On pénètre dans le mausolée par des portes étroites et peu élevées, puisque toujours j'ai pu atteindre leur linteau avec la main. Le jour arrive dans les salles par de rares fenêtres pratiquées dans la muraille, et par l'ouverture ménagée au sommet de chaque coupole. Quelques dômes ont disparu, ne laissant qu'un trou béant; les autres, aperçus du dehors par un beau soleil, payent de mine; examinés d'en bas et à l'intérieur, ils laissent souvent voir des crevasses qui annoncent une chute prochaine. On grimpait sur les toits en plate-forme par des escaliers généralement placés à l'un des angles d'un mausolée. Après avoir été utilisés pour le transport des matériaux lors de la construction des coupoles, ces escaliers servirent sans doute plus tard aux mollahs, gardiens de la nécropole. Au moment de crier la prière, ils montaient sur le toit, et, placés plus haut, ils faisaient porter plus loin leur voix.

De la mosquée de l'extrémité nord il ne reste plus que les murs et une coupole qui ne tiendra pas longtemps.

Le portail, haut de quinze à seize mètres, est la partie la plus élevée de l'édifice et dépasse de tout son fronton la nécropole, dont les murs ont de six à huit mètres de haut. Il était revêtu de briques émaillées; celles qui étaient de grande dimension et plaquées sont tombées ou ont été détachées pour la plupart. Il reste surtout en place les briques de moindre taille; elles ornent le fût des colonnes et sont enfoncées dans un mortier excessivement tenace, d'où l'on ne peut les arracher que par fragments. Beaucoup d'entre elles étaient dorées et ont été grattées. Les morceaux qui jonchaient le sol furent d'abord ramassés par les indigènes, qui les déposaient sur les tombes couchées à l'ombre du portail; mais quand ils durent enterrer plus loin leurs morts, ils ne se dérangèrent pas, et les briques restent là sans que personne les utilise. Pour l'éclat des couleurs et le fini du travail, elles valent celles de Samarcande.

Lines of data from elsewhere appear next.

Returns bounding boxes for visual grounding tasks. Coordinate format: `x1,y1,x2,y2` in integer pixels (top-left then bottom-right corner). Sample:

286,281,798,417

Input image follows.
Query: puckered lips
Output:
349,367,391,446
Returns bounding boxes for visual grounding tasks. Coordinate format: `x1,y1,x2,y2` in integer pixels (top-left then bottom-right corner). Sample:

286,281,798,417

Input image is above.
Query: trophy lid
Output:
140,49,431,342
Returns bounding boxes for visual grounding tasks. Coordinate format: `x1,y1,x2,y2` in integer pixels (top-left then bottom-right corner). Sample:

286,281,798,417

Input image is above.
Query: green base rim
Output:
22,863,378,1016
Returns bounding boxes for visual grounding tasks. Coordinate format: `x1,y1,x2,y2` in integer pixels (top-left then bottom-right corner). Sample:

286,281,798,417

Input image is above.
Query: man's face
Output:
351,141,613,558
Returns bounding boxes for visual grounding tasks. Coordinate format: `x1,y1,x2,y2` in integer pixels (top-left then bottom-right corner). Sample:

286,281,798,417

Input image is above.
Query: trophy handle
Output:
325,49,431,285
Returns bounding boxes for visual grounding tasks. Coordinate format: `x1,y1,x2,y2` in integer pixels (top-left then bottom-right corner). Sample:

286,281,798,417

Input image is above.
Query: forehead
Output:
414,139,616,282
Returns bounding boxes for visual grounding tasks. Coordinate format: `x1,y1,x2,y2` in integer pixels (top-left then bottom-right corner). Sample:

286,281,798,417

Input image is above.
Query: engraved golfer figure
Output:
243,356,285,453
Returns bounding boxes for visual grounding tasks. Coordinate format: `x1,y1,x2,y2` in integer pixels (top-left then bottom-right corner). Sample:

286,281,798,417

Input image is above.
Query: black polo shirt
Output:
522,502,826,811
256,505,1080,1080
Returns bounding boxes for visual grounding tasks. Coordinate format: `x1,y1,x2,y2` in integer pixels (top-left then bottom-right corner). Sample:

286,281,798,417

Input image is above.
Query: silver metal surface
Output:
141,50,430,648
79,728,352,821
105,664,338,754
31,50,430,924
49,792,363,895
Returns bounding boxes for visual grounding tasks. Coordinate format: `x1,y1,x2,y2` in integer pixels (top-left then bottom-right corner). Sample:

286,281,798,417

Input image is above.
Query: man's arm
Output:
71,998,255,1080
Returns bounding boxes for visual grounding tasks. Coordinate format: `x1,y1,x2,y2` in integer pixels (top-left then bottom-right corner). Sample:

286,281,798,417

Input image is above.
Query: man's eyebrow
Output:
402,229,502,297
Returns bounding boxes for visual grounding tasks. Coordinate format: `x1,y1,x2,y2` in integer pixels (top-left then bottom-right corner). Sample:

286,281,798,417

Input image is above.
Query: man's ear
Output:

Le mirza visite avec nous le modeste mausolée que l'on a ajouté à l'extrémité sud de la nécropole; de tous les mausolées il est le plus récemment construit et le moins vaste. On y pénètre par une porte basse à deux battants; près du seuil se trouvait un tas de sorgho qu'un fidèle avait déposé comme pieuse offrande sur les dalles. A l'intérieur nous trouvons quatre grandes tombes d'égale grandeur, placées parallèlement et séparées par une distance égale. A droite de la première, un toug est enfoncé: la hampe est courbée, rongée des vers, et la queue de cheval, insigne du pouvoir, dégarnie de ses poils. Ce toug indiquerait la place exacte où Sa Sainteté l'émir Houssein dort à côté de sa femme et de ses deux fils: «Il est mort depuis cent cinquante ans, dit le mirza; pendant onze ans on a mêlé son nom à la prière, c'est dire qu'il fut onze ans maître du pays. Les croyants qui font un pèlerinage à Mazari-Chérif où ils ont prié sur la tombe d'Ali, ont soin de passer par Chahri-Samane, et de faire leurs dévotions sur le tombeau de l'émir Houssein, qui fut un puissant prince et un saint.»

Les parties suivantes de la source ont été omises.